# Report: no more Amazon refunds for price drops



## The Hooded Claw (Oct 12, 2009)

http://www.macworld.com/article/3074347/internet/amazon-stops-offering-refunds-for-after-purchase-price-drops.html?google_editors_picks=true

I didn't get these very often but a few times I have noticed a meaningful drop in time to claim a refund after purchase. Too bad, but not a huge deal.


----------



## telracs (Jul 12, 2009)

hmm...  if they do away with their pre-order price guarantee on CDs, I'll be waiting to order things.


----------



## The Hooded Claw (Oct 12, 2009)

telracs said:


> hmm... if they do away with their pre-order price guarantee on CDs, I'll be waiting to order things.


Not sure if this applies to preorders, but I also hope not!
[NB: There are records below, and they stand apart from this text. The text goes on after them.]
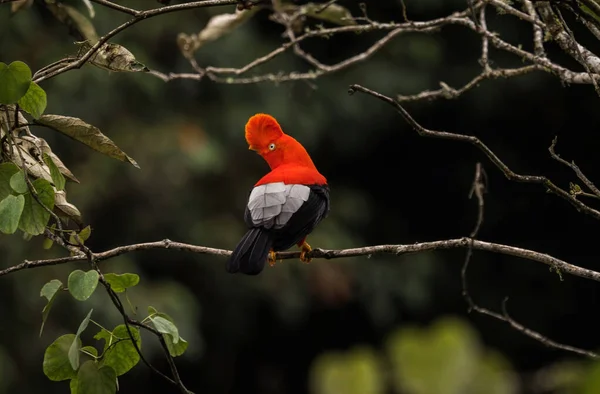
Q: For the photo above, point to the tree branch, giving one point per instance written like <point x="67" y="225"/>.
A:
<point x="139" y="16"/>
<point x="457" y="243"/>
<point x="510" y="174"/>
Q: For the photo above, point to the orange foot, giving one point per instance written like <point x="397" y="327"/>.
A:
<point x="272" y="258"/>
<point x="304" y="249"/>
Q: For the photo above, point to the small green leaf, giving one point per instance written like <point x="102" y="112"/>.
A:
<point x="86" y="134"/>
<point x="10" y="212"/>
<point x="114" y="57"/>
<point x="57" y="178"/>
<point x="56" y="359"/>
<point x="121" y="354"/>
<point x="92" y="379"/>
<point x="120" y="282"/>
<point x="82" y="284"/>
<point x="50" y="291"/>
<point x="83" y="235"/>
<point x="18" y="183"/>
<point x="107" y="336"/>
<point x="76" y="345"/>
<point x="34" y="101"/>
<point x="15" y="79"/>
<point x="165" y="326"/>
<point x="89" y="349"/>
<point x="175" y="349"/>
<point x="7" y="170"/>
<point x="47" y="243"/>
<point x="35" y="217"/>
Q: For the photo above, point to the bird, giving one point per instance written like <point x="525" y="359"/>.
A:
<point x="285" y="205"/>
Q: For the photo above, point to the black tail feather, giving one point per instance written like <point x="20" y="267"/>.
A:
<point x="251" y="252"/>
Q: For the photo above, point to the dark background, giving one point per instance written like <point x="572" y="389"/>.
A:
<point x="388" y="186"/>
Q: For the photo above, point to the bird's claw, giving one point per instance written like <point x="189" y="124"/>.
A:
<point x="272" y="258"/>
<point x="304" y="249"/>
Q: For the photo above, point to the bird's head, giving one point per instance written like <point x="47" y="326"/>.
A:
<point x="265" y="137"/>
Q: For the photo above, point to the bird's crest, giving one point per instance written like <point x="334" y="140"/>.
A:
<point x="261" y="129"/>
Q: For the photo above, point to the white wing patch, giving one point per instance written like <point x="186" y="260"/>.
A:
<point x="273" y="204"/>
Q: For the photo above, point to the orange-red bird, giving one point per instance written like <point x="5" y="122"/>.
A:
<point x="285" y="205"/>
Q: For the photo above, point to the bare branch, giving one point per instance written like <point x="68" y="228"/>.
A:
<point x="117" y="7"/>
<point x="139" y="16"/>
<point x="510" y="174"/>
<point x="574" y="167"/>
<point x="538" y="33"/>
<point x="449" y="92"/>
<point x="457" y="243"/>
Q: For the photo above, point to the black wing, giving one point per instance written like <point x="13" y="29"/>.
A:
<point x="302" y="222"/>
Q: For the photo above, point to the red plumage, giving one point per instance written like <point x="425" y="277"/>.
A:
<point x="285" y="205"/>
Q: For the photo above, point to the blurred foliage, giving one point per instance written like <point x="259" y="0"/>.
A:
<point x="446" y="358"/>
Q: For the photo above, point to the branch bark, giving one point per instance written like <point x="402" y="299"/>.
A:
<point x="457" y="243"/>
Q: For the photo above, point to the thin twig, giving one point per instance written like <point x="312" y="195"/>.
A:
<point x="142" y="15"/>
<point x="574" y="167"/>
<point x="478" y="189"/>
<point x="538" y="33"/>
<point x="457" y="243"/>
<point x="510" y="174"/>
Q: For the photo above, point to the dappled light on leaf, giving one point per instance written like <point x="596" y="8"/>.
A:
<point x="95" y="379"/>
<point x="81" y="284"/>
<point x="356" y="371"/>
<point x="34" y="101"/>
<point x="50" y="290"/>
<point x="120" y="353"/>
<point x="15" y="79"/>
<point x="86" y="134"/>
<point x="56" y="359"/>
<point x="114" y="57"/>
<point x="35" y="216"/>
<point x="11" y="208"/>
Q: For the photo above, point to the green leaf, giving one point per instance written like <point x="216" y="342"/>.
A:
<point x="56" y="359"/>
<point x="165" y="326"/>
<point x="34" y="101"/>
<point x="121" y="354"/>
<point x="15" y="79"/>
<point x="10" y="212"/>
<point x="175" y="349"/>
<point x="82" y="284"/>
<point x="83" y="235"/>
<point x="76" y="345"/>
<point x="442" y="359"/>
<point x="35" y="217"/>
<point x="73" y="385"/>
<point x="86" y="134"/>
<point x="7" y="170"/>
<point x="120" y="282"/>
<point x="50" y="290"/>
<point x="107" y="336"/>
<point x="57" y="178"/>
<point x="89" y="349"/>
<point x="92" y="379"/>
<point x="18" y="183"/>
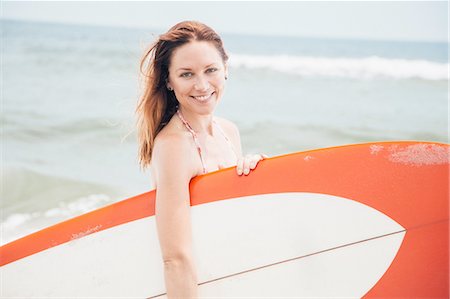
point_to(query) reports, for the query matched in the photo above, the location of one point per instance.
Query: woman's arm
(244, 163)
(173, 172)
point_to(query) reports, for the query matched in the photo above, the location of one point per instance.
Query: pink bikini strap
(194, 135)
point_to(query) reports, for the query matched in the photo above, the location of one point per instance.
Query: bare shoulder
(171, 157)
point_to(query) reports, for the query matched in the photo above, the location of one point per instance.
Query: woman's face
(197, 76)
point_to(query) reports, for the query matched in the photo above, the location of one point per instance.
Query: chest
(217, 153)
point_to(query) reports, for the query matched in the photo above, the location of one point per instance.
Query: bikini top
(197, 143)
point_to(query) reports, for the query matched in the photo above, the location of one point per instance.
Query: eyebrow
(188, 69)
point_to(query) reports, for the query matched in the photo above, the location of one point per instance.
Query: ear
(226, 70)
(168, 86)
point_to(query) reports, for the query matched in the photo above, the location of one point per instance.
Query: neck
(201, 124)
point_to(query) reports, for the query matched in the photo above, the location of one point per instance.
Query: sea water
(69, 94)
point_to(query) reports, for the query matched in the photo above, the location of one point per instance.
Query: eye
(211, 69)
(186, 75)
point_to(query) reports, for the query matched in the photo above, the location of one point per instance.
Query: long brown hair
(157, 104)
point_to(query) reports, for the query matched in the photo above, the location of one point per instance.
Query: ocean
(69, 93)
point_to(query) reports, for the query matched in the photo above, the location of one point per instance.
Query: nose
(201, 83)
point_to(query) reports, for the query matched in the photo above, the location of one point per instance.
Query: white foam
(20, 224)
(357, 68)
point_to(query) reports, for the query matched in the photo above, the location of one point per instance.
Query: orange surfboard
(365, 220)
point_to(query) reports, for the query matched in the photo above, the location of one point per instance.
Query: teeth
(203, 98)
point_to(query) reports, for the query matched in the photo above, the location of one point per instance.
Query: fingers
(240, 166)
(246, 164)
(249, 162)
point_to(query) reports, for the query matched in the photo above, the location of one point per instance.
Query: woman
(185, 72)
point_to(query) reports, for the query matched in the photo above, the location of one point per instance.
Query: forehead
(195, 54)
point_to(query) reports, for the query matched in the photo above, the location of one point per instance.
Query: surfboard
(364, 220)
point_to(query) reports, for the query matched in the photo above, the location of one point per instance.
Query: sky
(377, 20)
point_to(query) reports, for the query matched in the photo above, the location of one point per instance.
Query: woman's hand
(249, 162)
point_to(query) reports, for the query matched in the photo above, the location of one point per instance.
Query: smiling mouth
(203, 97)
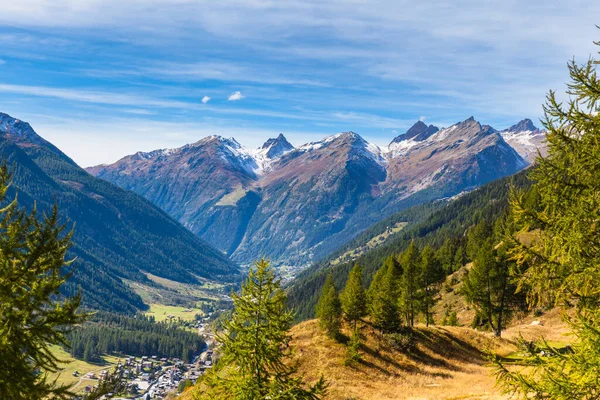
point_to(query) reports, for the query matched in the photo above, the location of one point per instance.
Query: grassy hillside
(446, 363)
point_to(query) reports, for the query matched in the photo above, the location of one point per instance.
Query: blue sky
(102, 79)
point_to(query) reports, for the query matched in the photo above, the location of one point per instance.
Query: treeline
(406, 286)
(108, 333)
(445, 231)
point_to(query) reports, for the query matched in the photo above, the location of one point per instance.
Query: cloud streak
(235, 96)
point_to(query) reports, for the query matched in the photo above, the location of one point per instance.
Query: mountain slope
(118, 234)
(297, 205)
(440, 222)
(526, 139)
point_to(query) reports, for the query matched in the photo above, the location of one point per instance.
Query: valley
(297, 205)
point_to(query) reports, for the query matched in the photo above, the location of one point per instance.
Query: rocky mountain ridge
(294, 205)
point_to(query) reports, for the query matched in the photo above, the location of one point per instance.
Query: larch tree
(431, 273)
(329, 309)
(409, 285)
(33, 314)
(487, 286)
(557, 246)
(384, 296)
(255, 351)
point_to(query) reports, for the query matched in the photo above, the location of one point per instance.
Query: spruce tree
(384, 293)
(33, 314)
(255, 351)
(329, 309)
(431, 273)
(354, 298)
(410, 283)
(557, 247)
(488, 287)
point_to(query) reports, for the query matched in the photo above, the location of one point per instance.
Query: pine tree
(409, 283)
(33, 315)
(354, 298)
(431, 274)
(384, 293)
(487, 286)
(353, 349)
(557, 247)
(329, 309)
(445, 255)
(255, 346)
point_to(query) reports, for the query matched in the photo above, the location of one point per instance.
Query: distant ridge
(118, 235)
(295, 205)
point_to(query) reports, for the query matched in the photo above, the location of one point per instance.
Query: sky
(103, 79)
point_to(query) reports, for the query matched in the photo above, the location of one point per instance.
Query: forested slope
(444, 229)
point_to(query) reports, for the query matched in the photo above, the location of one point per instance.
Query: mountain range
(295, 205)
(119, 236)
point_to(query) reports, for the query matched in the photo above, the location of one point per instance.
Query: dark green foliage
(409, 283)
(352, 355)
(560, 260)
(329, 309)
(117, 233)
(134, 336)
(450, 318)
(384, 294)
(114, 383)
(33, 315)
(447, 222)
(354, 298)
(430, 276)
(255, 346)
(488, 287)
(184, 384)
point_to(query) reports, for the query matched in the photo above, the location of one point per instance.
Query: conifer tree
(353, 349)
(329, 309)
(255, 346)
(488, 287)
(33, 314)
(354, 298)
(384, 303)
(560, 259)
(409, 283)
(445, 254)
(431, 274)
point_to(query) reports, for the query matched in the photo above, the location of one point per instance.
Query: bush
(403, 341)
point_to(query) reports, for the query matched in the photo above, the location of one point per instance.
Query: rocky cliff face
(526, 139)
(295, 204)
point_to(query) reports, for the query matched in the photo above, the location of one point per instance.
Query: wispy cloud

Incidentally, it sounds like the price guarantee still does apply to big-screen tvs.


----------



## Ann in Arlington (Oct 27, 2008)

I guess I never considered it as a advertised thing . . . Just something they did in the interest of good customer service. And it seems like it would be less expensive to just issue a store credit than process a return wiith no guarantee of a re-order.


----------



## Betsy the Quilter (Oct 27, 2008)

I read this as separate from pre-orders, from what I read, though it doesn't explicitly say so.

Betsy


----------



## Sandpiper (Oct 28, 2008)

I was never aware of the policy?! Although once when I bought an app. $175 item, I _immediately_ went back to the item page after hitting the Buy button to check something about it. The price was $10 less! Not huge amount out of $175, but . . . . I called Amazon. I got what I later learned was a new CS person on the phone. She could have simply refunded the $10? She told me to cancel the purchase and place it again. It all got to be a mess including this rather large item being double shipped. Messy as it was, other Amazon CS persons got it all straightened out with no problems.


----------